Recursive Character Text Splitter

The Recursive Character Text Splitter intelligently breaks long documents into smaller, manageable chunks while keeping related content together. It’s like having a smart librarian who knows exactly where to split a book so each section makes sense on its own.

This is the go-to choice for preparing documents for AI processing, knowledge bases, and search systems.

Illustration of documents being intelligently split into meaningful chunks

How it works

The splitter tries different ways to break your text, starting with natural boundaries like paragraphs, then sentences, and finally individual words if needed. It ensures each chunk is the right size while preserving meaning.

graph LR
  Document[Long Document] --> Analyze[Find Break Points]
  Analyze --> Split[Smart Splitting]
  Split --> Chunks[Perfect Chunks]
  style Split fill:#6d28d9,stroke:#fff,color:#fff

Setup guide

Set Chunk Size: Choose how big each piece should be (1000 characters works well for most AI models).
Add Overlap: Set how much chunks should overlap to maintain context between sections.
Choose Separators: Pick where to split (paragraphs, sentences, or let it decide automatically).
Process Your Text: The splitter will create perfectly sized chunks ready for AI processing.

Practical example: Preparing documents for AI knowledge base

Let’s split a technical document into chunks perfect for AI search and retrieval.

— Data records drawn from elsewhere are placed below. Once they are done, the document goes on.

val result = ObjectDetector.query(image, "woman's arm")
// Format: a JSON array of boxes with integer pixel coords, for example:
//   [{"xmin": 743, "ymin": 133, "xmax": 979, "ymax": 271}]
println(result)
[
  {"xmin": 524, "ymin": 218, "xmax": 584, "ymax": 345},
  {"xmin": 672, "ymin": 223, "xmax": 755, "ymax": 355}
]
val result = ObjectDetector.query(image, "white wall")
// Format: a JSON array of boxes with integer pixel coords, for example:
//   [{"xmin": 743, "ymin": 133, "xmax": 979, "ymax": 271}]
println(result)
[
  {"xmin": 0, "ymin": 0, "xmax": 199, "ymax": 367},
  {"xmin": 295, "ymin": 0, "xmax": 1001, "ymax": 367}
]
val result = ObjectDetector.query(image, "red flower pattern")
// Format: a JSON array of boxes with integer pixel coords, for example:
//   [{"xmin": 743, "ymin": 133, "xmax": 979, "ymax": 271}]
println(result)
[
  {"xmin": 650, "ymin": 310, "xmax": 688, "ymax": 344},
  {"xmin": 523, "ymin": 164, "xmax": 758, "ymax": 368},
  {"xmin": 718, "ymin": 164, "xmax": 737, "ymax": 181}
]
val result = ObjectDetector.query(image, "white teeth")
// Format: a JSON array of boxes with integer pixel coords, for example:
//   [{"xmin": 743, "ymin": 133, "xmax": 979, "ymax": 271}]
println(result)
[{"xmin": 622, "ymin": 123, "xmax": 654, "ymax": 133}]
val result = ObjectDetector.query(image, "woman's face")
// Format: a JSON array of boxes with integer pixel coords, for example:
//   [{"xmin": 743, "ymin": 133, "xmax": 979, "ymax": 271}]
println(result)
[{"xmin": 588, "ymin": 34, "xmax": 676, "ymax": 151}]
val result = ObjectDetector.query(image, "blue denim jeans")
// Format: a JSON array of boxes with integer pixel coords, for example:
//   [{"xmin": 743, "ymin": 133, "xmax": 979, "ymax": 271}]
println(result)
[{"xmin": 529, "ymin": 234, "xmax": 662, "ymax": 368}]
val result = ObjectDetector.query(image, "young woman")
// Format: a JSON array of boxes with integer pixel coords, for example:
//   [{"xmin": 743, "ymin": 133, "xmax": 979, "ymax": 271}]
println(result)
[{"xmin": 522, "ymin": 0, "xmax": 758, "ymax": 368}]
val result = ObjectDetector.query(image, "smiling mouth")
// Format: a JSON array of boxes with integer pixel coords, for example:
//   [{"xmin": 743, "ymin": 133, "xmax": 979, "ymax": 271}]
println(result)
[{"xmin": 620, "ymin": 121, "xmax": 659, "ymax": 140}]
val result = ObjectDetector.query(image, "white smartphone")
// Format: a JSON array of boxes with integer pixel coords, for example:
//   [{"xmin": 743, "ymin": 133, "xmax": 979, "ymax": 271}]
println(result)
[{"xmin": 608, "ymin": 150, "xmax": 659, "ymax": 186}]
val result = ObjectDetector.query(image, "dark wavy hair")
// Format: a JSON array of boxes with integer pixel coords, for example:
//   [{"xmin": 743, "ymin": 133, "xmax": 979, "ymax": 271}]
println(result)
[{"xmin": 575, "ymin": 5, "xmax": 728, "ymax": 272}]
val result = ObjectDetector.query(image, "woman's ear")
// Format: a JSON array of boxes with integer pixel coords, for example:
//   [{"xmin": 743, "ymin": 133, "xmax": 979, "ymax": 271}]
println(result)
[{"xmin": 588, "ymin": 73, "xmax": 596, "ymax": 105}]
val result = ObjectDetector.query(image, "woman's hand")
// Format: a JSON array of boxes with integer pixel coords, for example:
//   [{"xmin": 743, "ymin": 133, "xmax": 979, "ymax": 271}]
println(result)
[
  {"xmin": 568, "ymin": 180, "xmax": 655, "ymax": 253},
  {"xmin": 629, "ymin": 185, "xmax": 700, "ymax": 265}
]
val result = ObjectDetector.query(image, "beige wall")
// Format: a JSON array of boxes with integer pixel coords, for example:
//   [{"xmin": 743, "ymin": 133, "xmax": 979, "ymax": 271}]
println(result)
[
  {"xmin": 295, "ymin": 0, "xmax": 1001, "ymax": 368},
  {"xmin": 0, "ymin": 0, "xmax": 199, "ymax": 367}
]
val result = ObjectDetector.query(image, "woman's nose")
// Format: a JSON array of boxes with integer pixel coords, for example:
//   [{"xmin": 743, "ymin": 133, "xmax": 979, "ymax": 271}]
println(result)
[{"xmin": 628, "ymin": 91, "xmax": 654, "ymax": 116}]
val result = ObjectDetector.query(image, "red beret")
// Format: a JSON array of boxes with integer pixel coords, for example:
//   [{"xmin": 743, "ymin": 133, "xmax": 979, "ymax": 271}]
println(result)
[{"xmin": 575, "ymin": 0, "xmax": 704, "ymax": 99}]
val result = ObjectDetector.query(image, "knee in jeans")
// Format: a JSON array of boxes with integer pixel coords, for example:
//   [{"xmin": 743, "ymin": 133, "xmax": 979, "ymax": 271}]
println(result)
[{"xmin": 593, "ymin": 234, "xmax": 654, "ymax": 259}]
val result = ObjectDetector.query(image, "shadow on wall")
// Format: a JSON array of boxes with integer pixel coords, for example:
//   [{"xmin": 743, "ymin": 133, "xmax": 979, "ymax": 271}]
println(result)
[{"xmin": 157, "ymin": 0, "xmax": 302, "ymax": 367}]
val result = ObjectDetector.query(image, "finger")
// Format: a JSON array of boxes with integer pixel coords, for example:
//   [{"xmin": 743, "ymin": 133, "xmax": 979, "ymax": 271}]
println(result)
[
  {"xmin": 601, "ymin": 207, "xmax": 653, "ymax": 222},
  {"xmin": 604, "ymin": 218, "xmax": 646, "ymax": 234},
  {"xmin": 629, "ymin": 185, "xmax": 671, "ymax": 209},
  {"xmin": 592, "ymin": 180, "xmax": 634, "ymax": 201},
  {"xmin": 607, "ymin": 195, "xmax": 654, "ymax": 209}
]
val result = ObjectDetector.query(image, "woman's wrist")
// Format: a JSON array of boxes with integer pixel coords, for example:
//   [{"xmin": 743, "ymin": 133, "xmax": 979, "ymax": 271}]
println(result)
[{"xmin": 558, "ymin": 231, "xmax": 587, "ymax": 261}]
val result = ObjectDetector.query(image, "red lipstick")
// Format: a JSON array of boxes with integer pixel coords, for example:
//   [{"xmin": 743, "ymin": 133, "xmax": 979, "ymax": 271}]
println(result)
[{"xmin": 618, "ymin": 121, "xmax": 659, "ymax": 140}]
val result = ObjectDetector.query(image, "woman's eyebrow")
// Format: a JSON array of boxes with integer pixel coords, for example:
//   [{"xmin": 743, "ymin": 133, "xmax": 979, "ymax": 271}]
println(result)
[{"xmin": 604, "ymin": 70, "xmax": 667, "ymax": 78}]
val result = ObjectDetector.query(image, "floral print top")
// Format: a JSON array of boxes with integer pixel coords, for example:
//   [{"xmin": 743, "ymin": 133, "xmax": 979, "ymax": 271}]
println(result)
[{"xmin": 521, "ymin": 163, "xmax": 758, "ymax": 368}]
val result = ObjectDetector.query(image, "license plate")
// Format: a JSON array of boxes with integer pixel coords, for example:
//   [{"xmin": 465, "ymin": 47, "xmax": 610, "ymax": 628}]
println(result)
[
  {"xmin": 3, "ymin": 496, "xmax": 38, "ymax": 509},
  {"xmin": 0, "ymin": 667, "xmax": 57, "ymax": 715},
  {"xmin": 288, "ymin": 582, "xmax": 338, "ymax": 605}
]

Option 1: General Documents

Chunk Size: 1000 characters.
Overlap: 200 characters.
Best For: Business documents, articles, stories.

Option 2: Technical Docs

Chunk Size: 800 characters (smaller for precision).
Separators: Paragraphs, then sentences, then punctuation.
Best For: Manuals, instructions, specs.

Option 3: Code Documentation

Chunk Size: 1200 characters (larger to keep code blocks intact).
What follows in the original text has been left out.